Posts in Famous quotes
Words Worth Noting - August 7, 2025

“Moral decay contributed to the dissolution [of the Roman Empire]. The virile character that had been formed by arduous simplicities and a supporting faith relaxed in the sunshine of wealth and the freedom of unbelief; men had now, in the middle and upper classes, the means to yield to temptation, and only expediency to restrain them. Urban congestion multiplied contacts and frustrated surveillance; immigration brought together a hundred cultures whose differences rub themselves out into indifference. Moral and esthetic standards were lowered by the magnetism of the mass; and sex ran riot in freedom while political liberty decayed. The greatest of historians held that Christianity was the chief cause of Rome’s fall.”

Will Durant Caesar and Christ [the greatest of historians is of course Edward Gibbon - but it is not immediately obvious that Christianity caused any of the things Durant just listed including unbelief or sex running riot]

Words Worth Noting - August 5, 2025

“For, ex hypothesi, he is as insensible to all rational argument as a horny-hided Siegfried, dipped in the flood of incapacity, and unable to think or judge.”

Arthur Schopenhauer, “The Art of Controversy,” in Jack E. Conner & Marcelline Krafchick Speaking of Rhetoric [condescendingly, the reference is to an ordinary man as an opponent in argument but I treasure the phrase “dipped in the flood of incapacity”]

Words Worth Noting - August 1, 2025

“GAUGUIN AND OTHER EXPERIMENTAL ARTISTS have devoted themselves not merely to the study of savage subjects, but to some extent to the imitation of savage art. Some of them, or some of their imitators, have deliberately set out not merely to paint Hottentots, but to paint as badly as Hottentots would paint. Some of them look as if they had succeeded. I suppose Gauguin would not approve of his own imitators, for he said, ‘In art one is a revolutionary or a plagiarist.’ Remembering the old schools and traditions, we might answer that the great artists have been the plagiarists.”

G.K. Chesterton “Gauguin and the Art of the Savage” reprinted in Gilbert: The Magazine of the Society of G.K. Chesterton Vol. 27 #6 (July-August 2024) [and if Gaugin’s dictum were true it would leave very little room for anyone actually to do art]

Words Worth Noting - July 31, 2025

“The biggest mistake was for the prime minister to fly down to Mar-a-Lago to supplicate with the new POTUS before he was even installed.

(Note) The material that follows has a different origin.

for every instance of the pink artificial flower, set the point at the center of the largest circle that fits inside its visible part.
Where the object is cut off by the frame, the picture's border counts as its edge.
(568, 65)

It was like something straight out of the Middle Ages: Spare my people, good Lord.”

“A Failure of Imagination” by Sean M. Maloney in a guest post on Terry Glavin’s “The Real Story” substack January 25, 2025, underlining how people use “Middle Ages” or “Medieval” as the most extraordinarily vacant all-purpose insult. Including not being aware that feudalism created a degree of enforceable rights for ordinary people unprecedented in human history.